Обстоятельства были налицо, и фонтан ударил. Нежные уста моей подружки изрыгали такой мат-перемат, от которого разинул бы рот мой старый приятель, баллонщик из шиноремонта в Вешняках, где некогда работал Шурка. Бэб нанизывала на шампур адресованных нашим похитителям проклятий все мыслимые и немыслимые сексуальные извращения, которым якобы предаются они и предавались их предки до седьмого колена, плела настоящие кружева из внешних и внутренних органов человека и других млекопитающих, органов, так или иначе причастных или вовсе не причастных к репродуктивной функции.
Это надо было слышать. Мало было слышать — я слышал, но воспроизвести не в состоянии. Это надо было писать на магнитофон, расшифровывать, исследовать, публиковать в специальных изданиях. Это не было сделано, и блистательный мат Барбары, увы, безвозвратно потерян для человеческой культуры.
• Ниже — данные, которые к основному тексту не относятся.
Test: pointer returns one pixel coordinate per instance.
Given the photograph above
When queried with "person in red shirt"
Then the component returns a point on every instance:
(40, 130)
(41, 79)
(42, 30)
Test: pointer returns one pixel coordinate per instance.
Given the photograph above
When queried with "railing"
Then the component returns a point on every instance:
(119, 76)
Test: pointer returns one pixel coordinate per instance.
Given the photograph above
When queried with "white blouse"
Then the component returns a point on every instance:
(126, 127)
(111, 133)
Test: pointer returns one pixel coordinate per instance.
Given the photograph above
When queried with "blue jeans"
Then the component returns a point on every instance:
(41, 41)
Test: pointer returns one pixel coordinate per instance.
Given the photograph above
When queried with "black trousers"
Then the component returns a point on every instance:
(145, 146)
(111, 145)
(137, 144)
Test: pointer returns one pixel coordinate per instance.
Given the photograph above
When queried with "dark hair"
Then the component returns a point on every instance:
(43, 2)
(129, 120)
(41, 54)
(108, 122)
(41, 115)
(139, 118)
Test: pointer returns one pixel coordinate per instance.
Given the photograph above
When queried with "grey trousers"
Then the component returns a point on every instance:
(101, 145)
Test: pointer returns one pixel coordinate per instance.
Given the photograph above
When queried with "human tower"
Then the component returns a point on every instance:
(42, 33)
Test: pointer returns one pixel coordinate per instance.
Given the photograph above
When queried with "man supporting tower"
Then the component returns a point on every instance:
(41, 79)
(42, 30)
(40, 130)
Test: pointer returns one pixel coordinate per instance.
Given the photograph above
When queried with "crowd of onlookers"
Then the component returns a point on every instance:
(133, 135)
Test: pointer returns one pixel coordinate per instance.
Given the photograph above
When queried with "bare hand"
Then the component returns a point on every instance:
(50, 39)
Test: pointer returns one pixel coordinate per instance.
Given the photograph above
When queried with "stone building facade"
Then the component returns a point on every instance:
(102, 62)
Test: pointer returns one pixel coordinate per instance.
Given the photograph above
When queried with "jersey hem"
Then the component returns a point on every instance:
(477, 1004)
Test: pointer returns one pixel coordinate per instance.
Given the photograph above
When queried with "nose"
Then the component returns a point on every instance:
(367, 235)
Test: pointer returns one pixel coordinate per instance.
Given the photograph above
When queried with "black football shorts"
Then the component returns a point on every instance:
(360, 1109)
Последнее, что я видел, — совсем рядом искаженное лицо Барби, вцепившейся ногтями в шею одного из моих носильщиков, извивающейся в его лапах. Последнее, что я слышал, — ее истошный визг:
— Я вырву твои грязные яйца, мазерфакер, вот такой тебе в глаз, в рот, в печень!
Потом — звон в ушах и тьма кромешная.
Сначала я почувствовал тупую боль в затылке, потом мерное, вызывающее тошноту покачивание. Сообразил: я в машине, машина едет. Перед глазами в узкой полоске света матовая поверхность с геометрическим узором. Запах резины.
Я лежал на полу вэна в проходе между креслами, уткнувшись носом в пластиковый коврик. Руки туго связаны за спиной. Попробовал пошевелить ногами — не получается, стреножен. Веселые дела! До предела, сколько позволяла затекшая шея, задрал голову. Впереди, в просвете между двумя темными силуэтами на переднем сиденье, кусок ветрового стекла, а за ним — ярко освещенная кишка убегающего вдаль туннеля. Знакомый путь, мы не раз проезжали здесь с Шуркой, — значит, едем в сторону Бруклина.